Testifying at a Wednesday hearing, Cravaack told the Transportation Security Administration that he has received calls from individuals concerned there is not enough security along airport perimeters.
I'm going to tell you right now: The next incident will come from the ground; it's going to come from the shadow of the aircraft. It's not going to go through the passenger terminal, Cravaack told John Sammon, assistant administrator of TSA's Office of Security Policy and Industry Engagement, reported Politico.
Cravaack, a Republican who has been a commercial airline pilot for 17 years, said his aviation background has prompted complaints directed to him about security away from passenger check points and screenings. Would it surprise you, sir, if I told you that several people - both pilots and ground personnel - have told me the security around the aircraft, coming from outside sources, is a joke? said Cravaack.
While security measures since the 2001 attacks were bolstered, a Homeland Security Inspector General report this month suggests airport terminal checkpoints remain porous, and security staff does not have a universal definition for what constitutes a security breach.
Newark Liberty airport, for example, took corrective action on 42 percent of all of its reported security breaches between Jan. 1, 2010 and May 31, 2011, said the report. The number of actual breaches reported was redacted from the report. Newark Liberty was one of the airports from which a 9/11 plane was hijacked.
More concerning is how TSA does not, the report found, have a comprehensive mechanism in place to gather and track all security breaches in the nation's airports.
Cravaack's comments come days after U.S. government officials said they had foiled a plot to bomb a U.S. bound plane. The terrorist, it later turned out, was an agent working for the CIA, British and Saudi intelligence agencies.

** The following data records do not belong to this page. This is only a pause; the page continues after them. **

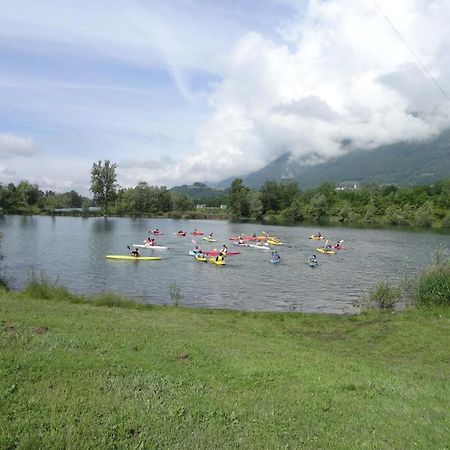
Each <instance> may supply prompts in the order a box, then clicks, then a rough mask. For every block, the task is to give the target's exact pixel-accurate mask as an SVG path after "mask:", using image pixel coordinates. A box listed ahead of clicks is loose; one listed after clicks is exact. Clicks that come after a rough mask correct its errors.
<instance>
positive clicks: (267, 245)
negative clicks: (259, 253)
mask: <svg viewBox="0 0 450 450" xmlns="http://www.w3.org/2000/svg"><path fill="white" fill-rule="evenodd" d="M248 246H249V247H252V248H260V249H261V250H270V246H268V245H258V244H248Z"/></svg>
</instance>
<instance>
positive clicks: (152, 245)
mask: <svg viewBox="0 0 450 450" xmlns="http://www.w3.org/2000/svg"><path fill="white" fill-rule="evenodd" d="M132 247H138V248H148V249H150V250H167V249H168V248H169V247H164V246H163V245H146V244H133V245H132Z"/></svg>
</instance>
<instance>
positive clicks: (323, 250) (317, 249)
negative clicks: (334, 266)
mask: <svg viewBox="0 0 450 450" xmlns="http://www.w3.org/2000/svg"><path fill="white" fill-rule="evenodd" d="M316 250H317V251H318V252H319V253H326V254H327V255H335V254H336V252H335V251H334V250H325V249H324V248H318V249H316Z"/></svg>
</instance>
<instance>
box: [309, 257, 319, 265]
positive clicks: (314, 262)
mask: <svg viewBox="0 0 450 450" xmlns="http://www.w3.org/2000/svg"><path fill="white" fill-rule="evenodd" d="M308 264H309V265H310V266H311V265H316V264H318V263H317V257H316V255H312V256H311V258H309V260H308Z"/></svg>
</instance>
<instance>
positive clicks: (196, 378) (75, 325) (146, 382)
mask: <svg viewBox="0 0 450 450" xmlns="http://www.w3.org/2000/svg"><path fill="white" fill-rule="evenodd" d="M72 300H73V299H72ZM99 303H101V302H99ZM0 362H1V363H0V448H2V449H9V448H11V449H12V448H32V449H35V448H73V449H85V448H93V449H94V448H95V449H98V448H120V449H124V448H145V449H147V448H171V449H174V448H190V449H193V448H230V449H231V448H233V449H235V448H257V449H264V448H267V449H279V448H283V449H286V448H314V449H317V448H339V449H342V448H345V449H349V448H355V449H364V448H380V449H383V448H386V449H395V448H398V449H412V448H432V449H448V448H450V409H449V405H450V308H440V309H439V308H434V309H428V310H427V309H414V310H408V311H406V312H402V313H392V312H369V313H366V314H362V315H360V316H353V317H348V316H347V317H335V316H325V315H306V314H299V313H289V314H286V313H284V314H276V313H243V312H232V311H210V310H196V309H188V308H182V307H138V306H136V307H107V306H98V305H93V304H86V303H83V302H81V303H78V304H76V303H73V302H72V303H71V302H69V301H67V300H62V299H60V300H54V299H42V298H33V297H32V296H30V294H25V293H11V292H1V293H0Z"/></svg>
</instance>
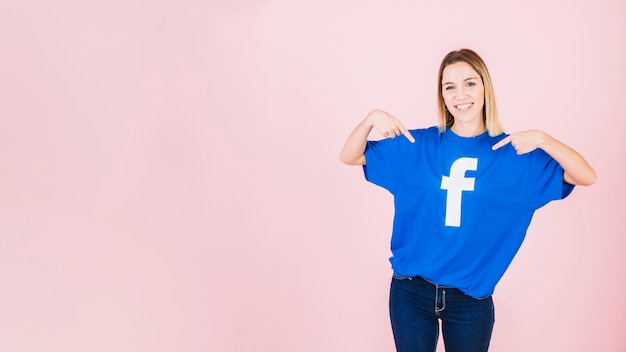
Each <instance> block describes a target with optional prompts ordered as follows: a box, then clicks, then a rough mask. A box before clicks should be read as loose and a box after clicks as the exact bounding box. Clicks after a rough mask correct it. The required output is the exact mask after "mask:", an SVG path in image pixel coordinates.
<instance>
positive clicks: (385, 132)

Micah Zenko, a fellow on the Council on Foreign Relations, however, in a recent piece in Foreign Affairs, said the U.S. has never been safer, and that Al-Qaeda is not likely be able to repeat what it had accomplished with the 9/11 attacks, because it has essentially lost whatever ability it once had to seriously threaten the United States.
Cravaack's office in Washington did not return a request for further comment.